My boyfriend Tyler tattoos Nel Centro chef de cuisine Paul Hyman and so he called and made sure he was working (he was), and let him know we were coming in for a late dinner a couple weeks ago.

We grabbed a tall table at the bar, ordered drinks and then ordered a lamb burger and whatever entree the chef recommended. We said “entree” but Chef Hyman sent out so many dishes we had to move to a four top. It was crazy and it was delicious.

My favorites:

The lamb burger ($12). Must have been about a half pound of moist, well seasoned meat on an aioli slathered housemade brioche bun topped with a whipped blend of housemade ricotta and feta, and a trio of thinly sliced sauteed red peppers. I think I’ve said it all right there. Oh and it came with my favorite type of french fry — fresh cut, super thin, golden and generously salted and peppered with a housemade harissa and ketchup sauce.

Frisee and thinly sliced, poached lamb tongue salad ($13) with sauteeed golden chanterelles topped with a poached egg and dressed with olive oil and salsa verde.

The duck confit ($12) with braised red cabbage and apples.

As we were eating from six — yes six — full plates of food Chef Hyman came out and he and Tyler talked about the next tattoo he wants — an old French charcuterie ad. It’s a great image but I don’t remember too much about it because I was infatuated with the lamb burger, the pork rillettes, the mussels in vermouth, the salt cod croquettes and more.
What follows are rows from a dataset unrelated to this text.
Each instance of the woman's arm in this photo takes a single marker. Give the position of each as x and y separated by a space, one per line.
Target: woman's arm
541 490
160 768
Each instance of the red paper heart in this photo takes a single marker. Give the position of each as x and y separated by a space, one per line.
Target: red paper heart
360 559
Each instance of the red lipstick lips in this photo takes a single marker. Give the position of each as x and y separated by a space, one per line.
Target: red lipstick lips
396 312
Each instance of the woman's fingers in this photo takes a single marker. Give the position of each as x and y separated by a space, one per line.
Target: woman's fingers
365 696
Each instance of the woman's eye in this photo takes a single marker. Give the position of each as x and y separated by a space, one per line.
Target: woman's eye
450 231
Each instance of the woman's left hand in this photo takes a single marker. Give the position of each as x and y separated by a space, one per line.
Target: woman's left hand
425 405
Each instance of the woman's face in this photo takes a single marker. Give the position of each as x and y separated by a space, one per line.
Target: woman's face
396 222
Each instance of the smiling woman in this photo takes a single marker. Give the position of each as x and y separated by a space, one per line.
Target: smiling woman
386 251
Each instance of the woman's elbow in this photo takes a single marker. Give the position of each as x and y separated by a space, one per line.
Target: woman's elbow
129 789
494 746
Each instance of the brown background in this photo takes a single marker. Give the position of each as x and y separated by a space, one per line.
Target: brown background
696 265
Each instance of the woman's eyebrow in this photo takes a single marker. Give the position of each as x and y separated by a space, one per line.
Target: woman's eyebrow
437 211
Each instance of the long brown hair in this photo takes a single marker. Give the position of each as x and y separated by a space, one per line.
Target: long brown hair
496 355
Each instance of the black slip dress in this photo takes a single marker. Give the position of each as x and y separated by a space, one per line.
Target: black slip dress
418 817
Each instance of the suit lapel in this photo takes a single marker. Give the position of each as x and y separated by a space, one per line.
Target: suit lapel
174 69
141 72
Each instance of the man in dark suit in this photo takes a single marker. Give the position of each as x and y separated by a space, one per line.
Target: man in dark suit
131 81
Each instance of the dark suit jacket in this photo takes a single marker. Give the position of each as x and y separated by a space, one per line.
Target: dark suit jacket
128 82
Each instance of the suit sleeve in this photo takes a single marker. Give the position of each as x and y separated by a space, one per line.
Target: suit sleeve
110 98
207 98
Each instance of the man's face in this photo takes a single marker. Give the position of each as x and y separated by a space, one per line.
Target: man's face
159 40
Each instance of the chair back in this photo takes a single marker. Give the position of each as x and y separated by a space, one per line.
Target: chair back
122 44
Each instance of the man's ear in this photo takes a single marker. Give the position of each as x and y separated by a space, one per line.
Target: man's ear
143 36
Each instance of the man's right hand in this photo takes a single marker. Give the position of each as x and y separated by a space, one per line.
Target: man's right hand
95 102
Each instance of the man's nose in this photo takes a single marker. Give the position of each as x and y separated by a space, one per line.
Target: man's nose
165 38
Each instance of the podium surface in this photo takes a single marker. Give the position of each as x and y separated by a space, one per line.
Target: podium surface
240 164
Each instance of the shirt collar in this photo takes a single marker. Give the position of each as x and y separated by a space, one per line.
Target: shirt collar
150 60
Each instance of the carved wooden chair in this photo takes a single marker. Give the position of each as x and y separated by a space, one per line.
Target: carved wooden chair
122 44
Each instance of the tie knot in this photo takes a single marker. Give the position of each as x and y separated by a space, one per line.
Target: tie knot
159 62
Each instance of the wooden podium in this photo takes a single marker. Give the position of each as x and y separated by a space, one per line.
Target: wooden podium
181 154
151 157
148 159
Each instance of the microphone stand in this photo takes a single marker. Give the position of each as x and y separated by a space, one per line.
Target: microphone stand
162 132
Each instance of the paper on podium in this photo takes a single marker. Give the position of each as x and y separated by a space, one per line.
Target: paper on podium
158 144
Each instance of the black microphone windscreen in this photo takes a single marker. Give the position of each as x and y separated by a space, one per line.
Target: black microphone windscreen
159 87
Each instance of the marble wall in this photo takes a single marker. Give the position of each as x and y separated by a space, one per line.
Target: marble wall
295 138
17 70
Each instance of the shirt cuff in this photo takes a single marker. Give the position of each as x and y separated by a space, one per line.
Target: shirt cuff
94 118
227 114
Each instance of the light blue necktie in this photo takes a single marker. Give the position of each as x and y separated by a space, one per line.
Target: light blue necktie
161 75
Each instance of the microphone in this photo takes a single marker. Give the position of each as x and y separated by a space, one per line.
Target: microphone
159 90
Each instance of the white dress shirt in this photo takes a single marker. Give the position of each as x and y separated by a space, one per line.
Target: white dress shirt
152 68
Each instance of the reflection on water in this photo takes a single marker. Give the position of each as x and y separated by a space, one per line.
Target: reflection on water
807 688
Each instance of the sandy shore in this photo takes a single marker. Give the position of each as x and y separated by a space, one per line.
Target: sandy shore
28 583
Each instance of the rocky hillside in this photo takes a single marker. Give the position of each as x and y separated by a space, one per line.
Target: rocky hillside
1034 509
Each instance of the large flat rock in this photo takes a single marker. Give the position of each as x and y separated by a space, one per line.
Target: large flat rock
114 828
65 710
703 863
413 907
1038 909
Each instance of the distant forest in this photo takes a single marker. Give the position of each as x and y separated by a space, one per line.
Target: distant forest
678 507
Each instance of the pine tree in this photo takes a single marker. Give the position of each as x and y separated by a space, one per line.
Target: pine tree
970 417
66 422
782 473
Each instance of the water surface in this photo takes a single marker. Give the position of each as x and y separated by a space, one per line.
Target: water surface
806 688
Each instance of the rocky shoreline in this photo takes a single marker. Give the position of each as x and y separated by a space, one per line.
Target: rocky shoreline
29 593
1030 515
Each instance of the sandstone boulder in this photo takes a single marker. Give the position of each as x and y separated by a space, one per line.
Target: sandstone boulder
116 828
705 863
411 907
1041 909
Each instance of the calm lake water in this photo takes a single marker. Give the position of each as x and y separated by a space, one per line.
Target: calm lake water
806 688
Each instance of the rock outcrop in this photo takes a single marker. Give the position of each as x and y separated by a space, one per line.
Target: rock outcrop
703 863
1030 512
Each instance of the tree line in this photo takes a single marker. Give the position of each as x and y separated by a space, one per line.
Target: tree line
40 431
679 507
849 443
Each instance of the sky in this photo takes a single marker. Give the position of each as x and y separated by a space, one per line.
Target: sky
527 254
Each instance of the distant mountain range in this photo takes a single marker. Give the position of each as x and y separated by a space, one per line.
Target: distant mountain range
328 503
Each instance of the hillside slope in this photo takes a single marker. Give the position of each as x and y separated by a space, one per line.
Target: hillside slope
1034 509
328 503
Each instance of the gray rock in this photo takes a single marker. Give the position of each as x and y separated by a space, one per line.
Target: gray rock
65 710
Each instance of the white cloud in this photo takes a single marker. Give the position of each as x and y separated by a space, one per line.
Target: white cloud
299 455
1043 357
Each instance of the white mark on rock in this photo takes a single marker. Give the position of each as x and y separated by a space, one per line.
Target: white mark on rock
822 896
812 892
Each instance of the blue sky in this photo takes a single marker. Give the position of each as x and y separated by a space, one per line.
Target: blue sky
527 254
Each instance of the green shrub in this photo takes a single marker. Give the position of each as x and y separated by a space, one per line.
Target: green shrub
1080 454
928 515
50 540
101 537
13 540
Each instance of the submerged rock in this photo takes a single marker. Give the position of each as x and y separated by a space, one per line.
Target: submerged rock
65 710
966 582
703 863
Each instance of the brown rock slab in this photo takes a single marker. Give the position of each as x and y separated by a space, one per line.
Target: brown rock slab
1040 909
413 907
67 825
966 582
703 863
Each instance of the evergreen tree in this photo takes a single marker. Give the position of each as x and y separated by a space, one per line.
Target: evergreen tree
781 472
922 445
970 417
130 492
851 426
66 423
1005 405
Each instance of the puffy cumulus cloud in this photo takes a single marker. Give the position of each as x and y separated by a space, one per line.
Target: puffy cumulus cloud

After dinner he took us on a tour of his kitchen which was immaculate despite being at the tail end of a brisk dinner service. In his walk-in there was house bresaola soaking in brine pre-air-curing, small portions of duck prosciutto hanging and drying in cheesecloth, and all sorts of gorgeous wild mushrooms. He opened a tub of gaeta olives for us to try and they were buttery delicious. And then he gave us two heirloom navel oranges above to take home. What a man.

Nel Centro
1408 SW 6th Ave
Portland, OR
Dinner nightly, lunch Monday-Friday, breakfast Monday-Saturday and brunch Sunday.